What the f*** do I ask my date?

There is plenty of internet debate about what you should and should not talk about on a first date. Depending on who you ask, some say you should stick to “easy” topics to avoid discomfort, and others say probing questions help weed out unlikely partners. It’s hard to figure out what to do. Looking underneath the surface of a polished online social media presence is important.

Even once you’re on a date with someone, forming a deep connection with someone seems increasingly difficult these days. Being in contact with someone is not the same as having a real connection. There are ways to keep the balance but still make the conversation interesting.

Keep in mind that you’re meeting someone for the first or second time, and there is more to people than meets the eye. Who they were in the past is just as interesting as who they are today, and sometimes you feel the strongest connection when learning about people’s journeys through life.

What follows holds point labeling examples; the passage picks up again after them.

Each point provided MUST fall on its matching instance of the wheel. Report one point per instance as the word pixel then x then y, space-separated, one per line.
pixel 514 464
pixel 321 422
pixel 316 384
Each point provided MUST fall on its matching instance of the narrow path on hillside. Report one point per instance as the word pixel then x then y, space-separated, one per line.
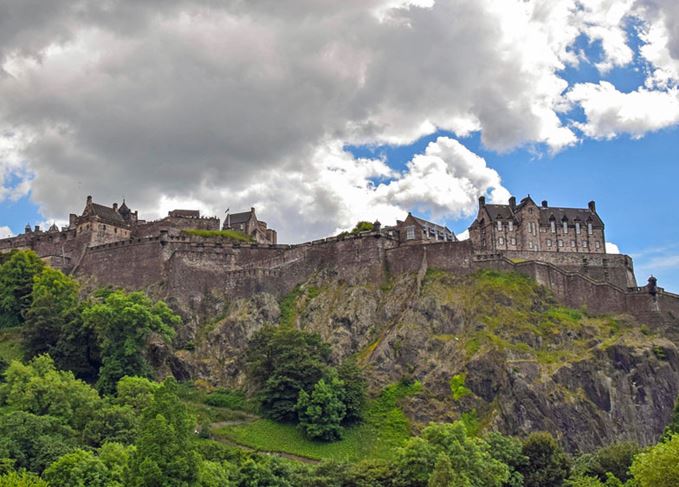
pixel 214 427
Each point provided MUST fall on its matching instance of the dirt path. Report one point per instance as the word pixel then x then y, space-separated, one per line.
pixel 228 441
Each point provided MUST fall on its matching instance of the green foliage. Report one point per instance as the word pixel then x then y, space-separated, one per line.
pixel 21 479
pixel 123 323
pixel 229 234
pixel 509 451
pixel 165 453
pixel 136 392
pixel 34 442
pixel 457 387
pixel 79 468
pixel 16 285
pixel 353 391
pixel 659 466
pixel 41 389
pixel 321 412
pixel 443 475
pixel 472 464
pixel 54 305
pixel 547 465
pixel 614 459
pixel 281 363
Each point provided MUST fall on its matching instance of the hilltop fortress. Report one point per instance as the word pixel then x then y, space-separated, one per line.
pixel 562 248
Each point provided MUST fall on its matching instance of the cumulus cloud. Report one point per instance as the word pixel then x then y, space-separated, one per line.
pixel 610 112
pixel 5 232
pixel 216 104
pixel 611 248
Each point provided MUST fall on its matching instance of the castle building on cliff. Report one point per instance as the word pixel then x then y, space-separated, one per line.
pixel 563 249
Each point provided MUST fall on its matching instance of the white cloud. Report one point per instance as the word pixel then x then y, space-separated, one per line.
pixel 612 248
pixel 215 104
pixel 5 232
pixel 610 112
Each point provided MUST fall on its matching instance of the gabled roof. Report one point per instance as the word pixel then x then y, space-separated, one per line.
pixel 235 218
pixel 105 213
pixel 571 214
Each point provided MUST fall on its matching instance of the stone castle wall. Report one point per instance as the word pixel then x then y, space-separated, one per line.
pixel 189 268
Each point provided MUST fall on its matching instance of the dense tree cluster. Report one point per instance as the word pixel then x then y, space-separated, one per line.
pixel 296 382
pixel 56 429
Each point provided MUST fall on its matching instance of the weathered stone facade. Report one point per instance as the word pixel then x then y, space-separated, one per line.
pixel 531 228
pixel 157 255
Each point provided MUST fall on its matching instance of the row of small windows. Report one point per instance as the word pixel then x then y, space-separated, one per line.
pixel 548 242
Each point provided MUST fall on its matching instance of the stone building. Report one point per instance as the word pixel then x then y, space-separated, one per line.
pixel 529 227
pixel 247 223
pixel 414 230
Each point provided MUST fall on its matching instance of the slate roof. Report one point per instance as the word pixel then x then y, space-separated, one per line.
pixel 107 214
pixel 236 218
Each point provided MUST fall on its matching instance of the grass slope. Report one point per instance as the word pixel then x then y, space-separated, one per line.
pixel 384 429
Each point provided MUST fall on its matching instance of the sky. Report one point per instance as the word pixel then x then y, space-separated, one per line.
pixel 322 113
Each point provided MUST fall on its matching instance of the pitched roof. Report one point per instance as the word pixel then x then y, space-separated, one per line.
pixel 570 214
pixel 235 218
pixel 107 214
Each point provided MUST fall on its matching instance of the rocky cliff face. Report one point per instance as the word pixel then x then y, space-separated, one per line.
pixel 493 346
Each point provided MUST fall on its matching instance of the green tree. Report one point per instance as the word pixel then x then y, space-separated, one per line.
pixel 16 285
pixel 54 303
pixel 21 479
pixel 79 468
pixel 34 442
pixel 165 454
pixel 659 466
pixel 509 451
pixel 282 362
pixel 136 392
pixel 443 474
pixel 548 465
pixel 321 412
pixel 471 461
pixel 353 393
pixel 39 388
pixel 123 323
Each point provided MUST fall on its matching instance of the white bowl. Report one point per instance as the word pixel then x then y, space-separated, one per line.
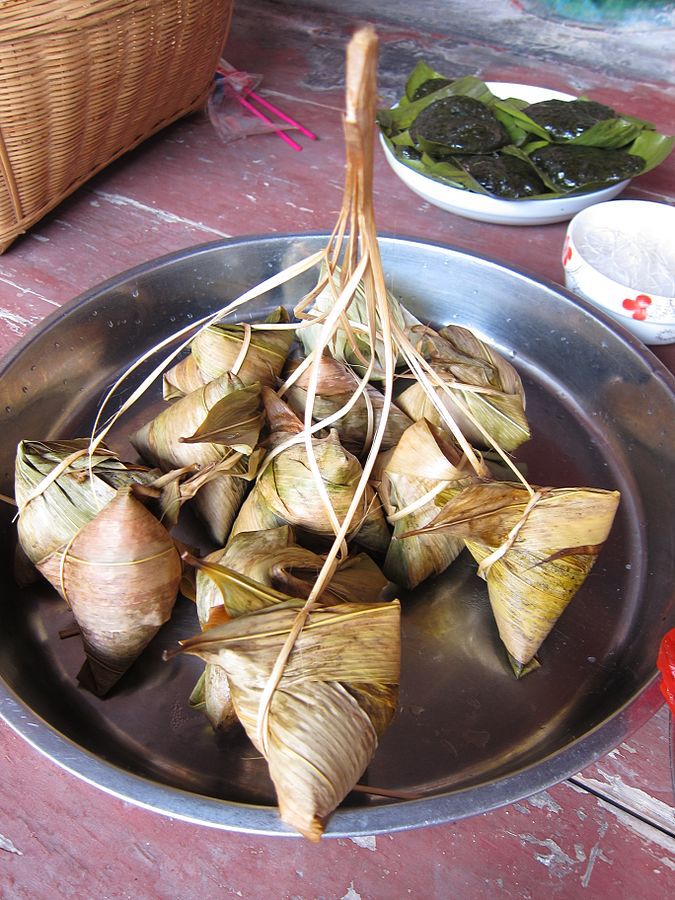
pixel 489 209
pixel 620 256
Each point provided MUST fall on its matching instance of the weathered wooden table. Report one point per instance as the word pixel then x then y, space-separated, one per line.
pixel 607 830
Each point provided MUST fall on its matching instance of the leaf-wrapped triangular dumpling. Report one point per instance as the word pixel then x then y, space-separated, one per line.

Do you want to create a deep connection and create an actual, real conversation? Here are some questions you can ask to start things off. It doesn’t have to be an interrogation or a barrage of questions. Practice active listening and keep an open mind. It can actually be really fun!

1. What are you looking for in a relationship?

This is an obvious choice, and for good reason. You don’t need to know the details right off the bat, but it’s important to know if someone is looking to settle down or just looking for a summer fling. You want to be on the same page to avoid wasting each other’s time.

2. What’s something I should know about you?

This is your chance to find out something interesting. Sure, people might be reserved or cautious about revealing information about themselves, but if your date is willing to open up then you can learn a lot about someone in a short amount of time and with little investment in the relationship.

3. What do you think of [insert deal breaker]?

Some people think you should stay away from tough topics, but if something is a big deal breaker to you, you may as well find out sooner rather than later! Everyone is different and it’s good to know if you have certain limits.

No matter how the date seems to be starting off, let the conversation flow naturally to see if someone has potential. They might end up being that special person. On a subsequent date, and want to make your connection even stronger, or make it more personal? Use the power of thoughtful questions and active listening to do so!